Prédica: Tiago 2.1-13
Autor: Nestor Paulo Friedrich
Data Litúrgica: 19º Domingo após Pentecostes
Data da Pregação: 02/10/1988
Proclamar Libertação – Volume: XIII
l – Considerações introdutórias
Tiago é um escrito inquietante, controvertido e fascinante por ser extremamente atual em nosso contexto brasileiro marcado pela exploração do povo trabalhador. Tg foi pouco estudado, o que se denota na pouca literatura existente. Nesta, por sua vez, percebe-se uma grande resistência ao escrito e grandes reservas em relação ao conteúdo. Talvez isto se deva ao fato de, no meio luterano, Tg já ter o seu carimbo, a epístola de palha. Nas introduções à carta a discussão se limita a questões como: é ou não uma carta? O nome de Jesus só aparece duas vezes! O autor era ou não irmão de Jesus? Tg apenas juntou um monte de material de forma desordenada, sem uma sequência lógica, ou tinha em vista uma situação bem específica? As dificuldades com o escrito de Tg não são recentes! Já antes de Lutero Tg sofre marginalização. Sua canonicidade foi decidida somente no ano de 367 e isto apôs longa discussão. Desde o início do século II Tg já não era mais usado para leitura litúrgica. A razão para tanta resistência está no fato de Tg ter uma visão bastante clara da realidade, principalmente quando se trata da opressão praticada pelos ricos, contra os quais se opõe veementemente, em detrimento dos pobres, que segundo Tg, são os escolhidos por Deus para serem ricos em fé e herdeiros do reino (2.5).

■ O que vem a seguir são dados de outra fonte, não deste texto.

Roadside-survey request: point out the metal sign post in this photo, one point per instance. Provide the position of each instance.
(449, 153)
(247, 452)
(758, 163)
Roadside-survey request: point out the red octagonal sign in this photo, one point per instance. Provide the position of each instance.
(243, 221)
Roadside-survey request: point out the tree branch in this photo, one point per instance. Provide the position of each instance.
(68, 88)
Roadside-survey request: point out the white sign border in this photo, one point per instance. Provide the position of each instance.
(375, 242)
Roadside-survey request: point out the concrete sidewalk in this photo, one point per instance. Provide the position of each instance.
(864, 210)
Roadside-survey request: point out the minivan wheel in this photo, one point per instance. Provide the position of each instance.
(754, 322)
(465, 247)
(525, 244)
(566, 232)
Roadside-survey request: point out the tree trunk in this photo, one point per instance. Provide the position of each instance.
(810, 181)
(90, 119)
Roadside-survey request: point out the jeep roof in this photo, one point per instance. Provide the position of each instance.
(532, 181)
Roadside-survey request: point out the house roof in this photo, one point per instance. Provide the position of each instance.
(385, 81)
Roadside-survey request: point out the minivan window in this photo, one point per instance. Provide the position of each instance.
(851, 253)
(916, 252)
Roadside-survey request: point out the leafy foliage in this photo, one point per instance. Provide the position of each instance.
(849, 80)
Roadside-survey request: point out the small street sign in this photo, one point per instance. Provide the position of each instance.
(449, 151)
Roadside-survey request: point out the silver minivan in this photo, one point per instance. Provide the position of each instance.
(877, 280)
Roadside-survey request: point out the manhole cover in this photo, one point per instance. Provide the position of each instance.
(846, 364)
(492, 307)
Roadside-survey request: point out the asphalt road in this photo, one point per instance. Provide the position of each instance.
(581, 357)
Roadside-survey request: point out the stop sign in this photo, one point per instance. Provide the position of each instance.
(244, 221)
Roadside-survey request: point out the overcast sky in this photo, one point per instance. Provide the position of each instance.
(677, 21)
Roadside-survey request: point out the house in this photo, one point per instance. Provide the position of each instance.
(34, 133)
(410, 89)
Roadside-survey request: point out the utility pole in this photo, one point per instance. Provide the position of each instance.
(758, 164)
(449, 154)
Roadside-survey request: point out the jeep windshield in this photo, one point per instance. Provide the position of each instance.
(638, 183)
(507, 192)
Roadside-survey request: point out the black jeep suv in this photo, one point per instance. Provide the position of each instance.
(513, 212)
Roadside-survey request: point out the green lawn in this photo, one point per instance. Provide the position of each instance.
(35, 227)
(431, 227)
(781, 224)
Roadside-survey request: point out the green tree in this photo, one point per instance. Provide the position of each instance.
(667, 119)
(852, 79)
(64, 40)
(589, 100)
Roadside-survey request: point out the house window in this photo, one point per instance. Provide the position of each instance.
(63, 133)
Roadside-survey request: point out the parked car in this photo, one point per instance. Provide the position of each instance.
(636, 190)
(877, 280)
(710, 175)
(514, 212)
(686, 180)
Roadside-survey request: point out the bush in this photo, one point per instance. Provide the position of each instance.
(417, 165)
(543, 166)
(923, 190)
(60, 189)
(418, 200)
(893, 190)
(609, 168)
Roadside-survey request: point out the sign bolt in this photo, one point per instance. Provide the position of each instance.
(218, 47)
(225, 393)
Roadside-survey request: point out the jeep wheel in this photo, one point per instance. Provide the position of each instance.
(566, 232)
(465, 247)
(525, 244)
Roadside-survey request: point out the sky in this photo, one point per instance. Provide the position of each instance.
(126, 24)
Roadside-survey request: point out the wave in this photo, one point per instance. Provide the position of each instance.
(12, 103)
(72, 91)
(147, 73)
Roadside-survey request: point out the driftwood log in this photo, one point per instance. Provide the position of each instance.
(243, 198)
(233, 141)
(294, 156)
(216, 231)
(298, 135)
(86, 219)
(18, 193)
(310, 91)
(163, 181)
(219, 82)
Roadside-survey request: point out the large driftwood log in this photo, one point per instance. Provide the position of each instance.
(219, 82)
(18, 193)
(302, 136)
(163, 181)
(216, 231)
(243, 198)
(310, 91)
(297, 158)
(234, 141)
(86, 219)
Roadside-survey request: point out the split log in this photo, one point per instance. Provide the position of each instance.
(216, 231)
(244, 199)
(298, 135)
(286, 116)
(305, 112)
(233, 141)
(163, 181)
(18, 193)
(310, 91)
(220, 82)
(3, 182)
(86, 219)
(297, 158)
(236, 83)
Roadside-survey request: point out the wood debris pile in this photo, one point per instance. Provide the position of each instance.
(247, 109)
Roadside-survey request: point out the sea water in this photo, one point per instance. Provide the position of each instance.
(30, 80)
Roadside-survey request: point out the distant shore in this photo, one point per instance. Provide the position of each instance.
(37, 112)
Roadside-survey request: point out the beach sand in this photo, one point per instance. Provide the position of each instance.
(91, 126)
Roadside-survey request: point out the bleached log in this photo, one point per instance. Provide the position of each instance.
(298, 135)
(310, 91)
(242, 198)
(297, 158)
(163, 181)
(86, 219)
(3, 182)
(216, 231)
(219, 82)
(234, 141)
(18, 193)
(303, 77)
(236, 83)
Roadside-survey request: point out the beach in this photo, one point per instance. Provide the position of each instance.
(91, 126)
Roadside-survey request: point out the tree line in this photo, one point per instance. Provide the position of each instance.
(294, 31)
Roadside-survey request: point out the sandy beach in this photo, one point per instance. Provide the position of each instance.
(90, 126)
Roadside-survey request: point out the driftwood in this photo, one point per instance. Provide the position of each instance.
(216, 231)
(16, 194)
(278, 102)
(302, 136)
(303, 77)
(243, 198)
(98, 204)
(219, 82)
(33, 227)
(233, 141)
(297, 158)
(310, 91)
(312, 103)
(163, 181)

Não há dúvidas de que Tg usou muito material já existente, grupos de provérbios, parte do Sermão do Monte e trechos de advertência que tinham o seu próprio contexto histórico. Todo este material, contudo, conectado com outros, adquire obviamente novo sentido, pois passa a formar parte de outro texto e em outro contexto. (Tamez, p. 20)
Tg é um escrito parenético doutrinário, provavelmente redigido no final do século 1 ou início do segundo. O autor se chama Tiago e é um servo de Jesus Cristo (1.1) que está preocupado com os pobres. Ao contrário do que muitos pensam, Tg não está polemizando contra Paulo e sua teologia, mas tem em vista um cristianismo frouxo que invoca a fórmula paulina apenas para lhe servir de pretexto para sua acomodação. (Goppelt, p. 461) Sua mensagem põe a descoberto todo o cristianismo que se esconde sob aparências e vive de palavras vazias e ideias quietistas (Goppelt, p. 471). Wendland afirma que Tg é ainda hoje uma correção salutar a toda fé que degenerou em teoria, em puro saber de Deus (p. 130).
II – O texto
No v, 1 temos a ideia central que será desenvolvida nos versículos res¬tantes, isto é, a fé em Cristo não admite a prosopotempsia, a discriminação, acepção e valorização de uma pessoa pelo que ela possui e aparenta. Segue-se uma ilustração (vv. 2-3). Duas pessoas visitam a sinagoga, o local de reunião dos cris¬tãos, uma usa anéis de ouro e vestes luxuosas, a outra é um mendigo e está sujo. Ao primeiro se oferece um lugar confortável, de honra, ao segundo que se sente abaixo do estrado ou fique de pé. Não houve discriminação do pobre? Acepção de pessoas? Segue-se nova argumentação contra este tipo de atitude (vv. 5-7). Deus fez sua opção! Quem disse que Deus não toma partido? (1 Co 1.27; Lc 6.20) Deus quer ser o Deus dos homens que vivem por baixo, em humildade. Neste sentido, o próprio Jesus nos dá o modelo de vida ética quando vive a solidariedade com aqueles que são desprezados. O v. 6 deixa claro que há pobres na comunidade, mas igualmente pessoas que discriminavam o pobre. Tg chama a atenção e lhes mostra que exatamente aqueles que são bajulados, são os que oprimem, arrastam para os tribunais, perseguem e blasfemam contra o nome de Deus (v. 7).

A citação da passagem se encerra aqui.